| > will cost more ... to maintain This is a reasonable and popular intuition, but for an enormous class of projects it turns out to be torturously false and a poor reason to choose dependencies. How many times have you sat down on Monday to fix a bug in your product only to discover DoohickyLib 3.3.2 is no longer building correctly with the toolchain update that you just pulled in. So now you go to DoohickyLib's github page to see if it's been addressed yet. You find that someone else reported the issue last week but the maintainers use a different toolchain themselves, and don't think this is a priority, and so they pushed back on the reporter to submit a PR if it's important to them. Unfortunately, the reporter isn't experienced at contributing to open source and doesn't want to contribute. After a bunch of other people post "me too! when is this getting fixed?", some generous soul finally contributes a PR that should do the job. But the maintainers are on vacation or just sick of this issue and don't respond. Finally, they reappear but aren't satisfied with the PR, so they push back on the contributor. In the meantime, that contributor just transitioned to their own fork and aren't tracking the issue anymore. So the issue has been tracked for a week and has 30 posts, and somebody shared a functional fix, but it still isn't merged and DoohickyLib still doesn't work with the toolchain you use. It's now 1pm on Monday and you've spend most of the day trying to track down the issue and understand its status. You think about whether you can table this work until later in the week hoping that the fix gets merged into the mainline of DoohickyLib, or whether you should switch to a fork. But there's a lot of overhead to that, especially if you're on a team and need to run those kinds of ideas past a PM. Blah, blah, blah, etc, etc, etc This is what "maitenence" tasks look like when bring dependencies into your project. They're not really related to your project, they're not really something you have good control over, they don't feel like engineering, they often come up out of nowhere, and they're often showstoppers. The truth is that it's very hard to anticipate where your maintenance burden will come, but when you choose to use a lot of depdendencies, you're not necessarily reducing that burden but you are making a profound choice about what it looks like. |
One of the items, as you describe, is that external dependencies introduce unpredictable change on a timeline which is entirely out of your control.

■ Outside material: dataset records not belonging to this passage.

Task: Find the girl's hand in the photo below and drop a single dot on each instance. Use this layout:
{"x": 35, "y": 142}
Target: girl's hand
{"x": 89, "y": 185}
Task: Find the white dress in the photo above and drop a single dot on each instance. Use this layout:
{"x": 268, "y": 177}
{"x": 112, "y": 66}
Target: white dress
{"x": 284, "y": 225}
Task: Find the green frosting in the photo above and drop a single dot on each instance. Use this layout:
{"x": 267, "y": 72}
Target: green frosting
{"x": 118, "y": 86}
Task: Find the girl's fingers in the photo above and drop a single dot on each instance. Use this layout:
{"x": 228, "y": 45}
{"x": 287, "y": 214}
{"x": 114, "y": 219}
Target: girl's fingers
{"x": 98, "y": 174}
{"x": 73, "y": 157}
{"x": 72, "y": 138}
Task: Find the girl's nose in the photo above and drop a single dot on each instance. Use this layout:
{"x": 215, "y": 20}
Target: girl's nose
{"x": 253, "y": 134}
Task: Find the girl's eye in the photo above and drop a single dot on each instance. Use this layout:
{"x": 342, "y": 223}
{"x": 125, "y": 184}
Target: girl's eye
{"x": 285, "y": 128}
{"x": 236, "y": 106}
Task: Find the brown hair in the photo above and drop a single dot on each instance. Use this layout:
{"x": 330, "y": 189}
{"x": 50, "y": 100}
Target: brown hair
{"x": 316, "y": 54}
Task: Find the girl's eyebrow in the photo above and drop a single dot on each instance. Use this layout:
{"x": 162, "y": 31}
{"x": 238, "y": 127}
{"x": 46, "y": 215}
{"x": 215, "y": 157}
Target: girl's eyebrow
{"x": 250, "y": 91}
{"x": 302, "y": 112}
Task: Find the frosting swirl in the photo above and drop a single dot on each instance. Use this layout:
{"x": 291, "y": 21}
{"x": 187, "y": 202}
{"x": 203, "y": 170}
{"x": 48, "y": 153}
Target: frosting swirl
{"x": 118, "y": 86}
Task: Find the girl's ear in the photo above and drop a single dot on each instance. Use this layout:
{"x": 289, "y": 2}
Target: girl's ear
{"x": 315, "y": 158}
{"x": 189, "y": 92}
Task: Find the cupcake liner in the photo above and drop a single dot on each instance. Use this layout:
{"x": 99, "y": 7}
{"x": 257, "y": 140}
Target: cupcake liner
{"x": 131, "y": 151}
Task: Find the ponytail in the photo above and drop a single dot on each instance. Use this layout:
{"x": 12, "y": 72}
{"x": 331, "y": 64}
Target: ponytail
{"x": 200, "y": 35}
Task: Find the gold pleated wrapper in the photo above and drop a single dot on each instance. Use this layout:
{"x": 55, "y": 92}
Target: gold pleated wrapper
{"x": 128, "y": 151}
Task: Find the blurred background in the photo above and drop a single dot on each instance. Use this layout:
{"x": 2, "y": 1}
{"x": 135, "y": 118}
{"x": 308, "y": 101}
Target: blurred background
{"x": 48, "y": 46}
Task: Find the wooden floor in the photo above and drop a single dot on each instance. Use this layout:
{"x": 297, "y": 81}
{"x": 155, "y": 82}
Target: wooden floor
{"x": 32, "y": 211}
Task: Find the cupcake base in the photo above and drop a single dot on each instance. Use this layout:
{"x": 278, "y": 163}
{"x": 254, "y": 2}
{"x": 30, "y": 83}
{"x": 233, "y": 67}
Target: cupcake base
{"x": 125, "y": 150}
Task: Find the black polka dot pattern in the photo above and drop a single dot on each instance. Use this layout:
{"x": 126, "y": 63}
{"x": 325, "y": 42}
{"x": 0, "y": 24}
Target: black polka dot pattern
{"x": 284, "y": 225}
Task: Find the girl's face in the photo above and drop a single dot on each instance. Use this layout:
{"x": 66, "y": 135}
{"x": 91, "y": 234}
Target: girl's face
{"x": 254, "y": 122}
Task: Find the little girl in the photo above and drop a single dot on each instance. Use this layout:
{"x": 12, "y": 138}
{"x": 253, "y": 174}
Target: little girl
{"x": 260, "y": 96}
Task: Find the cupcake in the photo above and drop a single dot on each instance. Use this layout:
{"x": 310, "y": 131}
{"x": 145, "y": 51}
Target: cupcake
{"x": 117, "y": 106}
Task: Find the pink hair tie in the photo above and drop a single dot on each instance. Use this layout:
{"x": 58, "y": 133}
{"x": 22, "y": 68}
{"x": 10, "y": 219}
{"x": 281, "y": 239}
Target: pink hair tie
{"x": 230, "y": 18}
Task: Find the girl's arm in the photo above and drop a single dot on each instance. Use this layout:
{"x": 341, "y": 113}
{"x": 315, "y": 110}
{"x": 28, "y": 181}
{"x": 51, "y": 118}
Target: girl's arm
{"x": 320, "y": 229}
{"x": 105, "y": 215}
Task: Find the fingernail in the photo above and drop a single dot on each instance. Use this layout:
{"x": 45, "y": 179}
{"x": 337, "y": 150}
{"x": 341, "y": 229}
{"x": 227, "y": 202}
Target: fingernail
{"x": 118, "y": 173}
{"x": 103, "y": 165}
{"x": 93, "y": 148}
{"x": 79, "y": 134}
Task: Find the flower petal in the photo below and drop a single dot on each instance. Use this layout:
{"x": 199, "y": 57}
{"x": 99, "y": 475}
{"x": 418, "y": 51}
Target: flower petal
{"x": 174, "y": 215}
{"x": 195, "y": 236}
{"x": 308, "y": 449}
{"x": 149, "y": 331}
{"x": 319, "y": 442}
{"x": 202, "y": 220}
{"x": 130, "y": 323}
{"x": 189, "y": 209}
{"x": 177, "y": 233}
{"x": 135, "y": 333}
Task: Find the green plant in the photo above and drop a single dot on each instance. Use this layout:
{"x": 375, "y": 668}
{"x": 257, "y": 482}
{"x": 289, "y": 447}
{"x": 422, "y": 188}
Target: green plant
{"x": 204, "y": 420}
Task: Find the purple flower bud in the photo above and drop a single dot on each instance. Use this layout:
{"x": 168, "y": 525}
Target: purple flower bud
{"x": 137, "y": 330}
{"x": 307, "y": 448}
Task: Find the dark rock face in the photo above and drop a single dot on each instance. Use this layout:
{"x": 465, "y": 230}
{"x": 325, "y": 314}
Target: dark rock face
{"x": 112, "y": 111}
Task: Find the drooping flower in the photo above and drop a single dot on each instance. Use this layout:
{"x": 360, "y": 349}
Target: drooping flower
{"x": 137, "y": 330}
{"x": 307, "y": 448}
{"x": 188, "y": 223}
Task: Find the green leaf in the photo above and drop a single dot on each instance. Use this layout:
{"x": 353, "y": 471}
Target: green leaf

A particularly annoying example that has happened many times is there is an exploit in library A which is now fixed in the latest version so we much upgrade. Oh but the latest version also bumps the dependency of some other library it uses to a version that removed a key feature we need. Infosec says you must fix the vulnerability immediately and of course the product team isn't willing to compromise on the feature loss. Oops. When you own the code you own these decisions.
Of course, some library projects are run very professionally and maintain a strict observance of compatibility within major releases, a long deprecation announcement process and so on. Other library projects, not so much. Definitely favor depending on the first kind and avoid the second kind.